PER MANFREDI, invece, si sono spesi i big giallo rossi ma ogni partito si è organizzato la campagna per sé (con l’eccezione di Provenzano e Fico giovedì sera alla festa all’Arenile). Ieri mattina è arrivata Maria Elena Boschi: Iv si presenta in una lista organizzata dai fuoriusciti di Fi, come ipotizzava Renzi sul piano nazionale prima della pandemia. «A Napoli abbiamo fatto un progetto nuovo con la lista Azzurri Napoli Viva – ha spiegato Boschi -. Sulle città è più semplice un percorso comune».

IL PD ha organizzato la sua chiusura nel pomeriggio a Scampia con il figlio del governatore, Piero De Luca, e il ministro Andrea Orlando. Tra i dem locali il ragionamento è questo: «Abbiamo ereditato un partito bassoliniano che non si poteva più presentare nei territori. Adesso siamo credibili e al centro di una coalizione con un orizzonte di governo». Orlando ai comitati di quartiere promette di incontrarli subito dopo il voto, sul tavolo i fondi del Pnrr: «Per interessi, ambizioni, per ripicca si sono messe in campo delle candidature che non sono credibili oltre i confini di Napoli. Date un segnale per far arrivare le risorse al Sud. Ci sono politici contro il reddito di cittadinanza, una crociata contro i poveri come 10 anni fa, quando si presero i fondi europei per portarli al Nord». Un passaggio anche sulle altre città: «L’alleanza con il M5S ai ballottaggi è una strada obbligata per battere la destra».

Tra i candidati c’è Antonio Bassolino: ieri manifestazione in piazza del Gesù con Nino D’Angelo: «Mi rivolgo agli elettori di sinistra, di centro e di destra» ha detto dal palco.
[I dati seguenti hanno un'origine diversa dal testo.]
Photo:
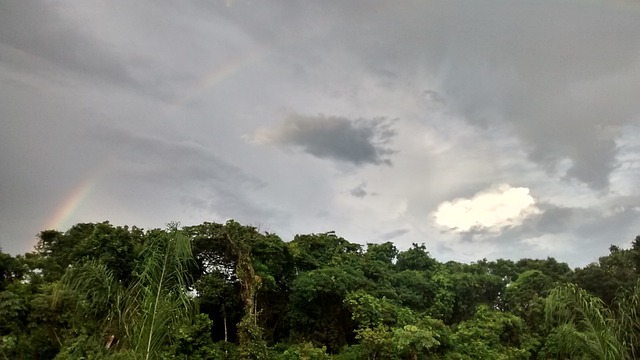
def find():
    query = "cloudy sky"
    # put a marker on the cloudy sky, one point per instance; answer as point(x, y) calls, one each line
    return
point(494, 128)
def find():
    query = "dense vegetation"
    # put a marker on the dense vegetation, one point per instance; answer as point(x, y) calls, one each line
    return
point(227, 291)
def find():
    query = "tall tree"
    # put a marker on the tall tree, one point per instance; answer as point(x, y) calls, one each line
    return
point(142, 314)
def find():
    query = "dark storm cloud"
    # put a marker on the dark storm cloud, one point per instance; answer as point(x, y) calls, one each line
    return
point(358, 141)
point(562, 76)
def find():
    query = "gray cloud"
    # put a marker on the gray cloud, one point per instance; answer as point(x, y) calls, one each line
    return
point(204, 180)
point(359, 191)
point(38, 29)
point(357, 141)
point(393, 234)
Con Bassolino si sono schierati gli ex Msi capitanati da Amedeo Laboccetta, delusi da Maresca ma anche (come ha spiegato Mario Landolfi) per mettersi di traverso all’alleanza Pd-5S.
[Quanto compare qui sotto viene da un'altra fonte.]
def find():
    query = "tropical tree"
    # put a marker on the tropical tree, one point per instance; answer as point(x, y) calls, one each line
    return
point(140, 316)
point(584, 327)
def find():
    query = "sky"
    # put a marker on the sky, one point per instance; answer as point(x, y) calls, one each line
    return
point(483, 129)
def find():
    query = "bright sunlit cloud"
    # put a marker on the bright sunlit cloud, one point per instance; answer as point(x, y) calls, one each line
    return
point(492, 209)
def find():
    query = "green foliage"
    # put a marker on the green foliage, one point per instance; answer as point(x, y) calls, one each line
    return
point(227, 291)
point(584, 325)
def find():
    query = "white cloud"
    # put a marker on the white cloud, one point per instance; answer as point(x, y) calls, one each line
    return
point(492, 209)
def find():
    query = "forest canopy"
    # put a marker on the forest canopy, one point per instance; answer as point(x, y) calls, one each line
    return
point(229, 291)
I PENTASTELLATI erano a piazza Dante con i ministri Di Maio e D’Incà, il presidente Fico e la star Giuseppe Conte, con Manfredi a fare la spola tra Scampia e il palco 5S. È stato lo stesso Manfredi a introdurre «l’amico Giuseppe» sul palco. Anche qui la promessa sono i fondi del Pnrr: «Qualcuno si era illuso che il Movimento si frantumasse – ha attaccato Conte con una verve che ricordava il primo Berlusconi -. Ci hanno chiamato scappati di casa ma abbiamo preso le decisioni che hanno portato il Pil a crescere del 6%. Per le politiche la traiettoria progressista è ormai tracciata».
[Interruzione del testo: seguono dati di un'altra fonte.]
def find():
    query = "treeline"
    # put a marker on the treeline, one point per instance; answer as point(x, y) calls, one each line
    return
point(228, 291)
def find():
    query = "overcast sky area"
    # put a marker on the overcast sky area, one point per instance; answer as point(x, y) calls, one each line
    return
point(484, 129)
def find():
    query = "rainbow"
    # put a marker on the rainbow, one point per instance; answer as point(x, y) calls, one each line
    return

LA SFIDA è chi prenderà più voti tra i 5S e il Pd: il patto per Napoli dovrebbe sancire l’alleanza per le elezioni nazionali, un accordo che a Roma non si è trovato, ma non cancella la rivalità. A Napoli si spera in una vittoria al primo turno. Per riempire la piazza bus da fuori città. Cosa che non è sfuggita ai dissidenti, in campo con Matteo Brambilla e la lista Napoli in Movimento: «Non andiamo in pullman organizzati a fare spettacoli con figuranti. Giriamo in camper alla vecchia maniera».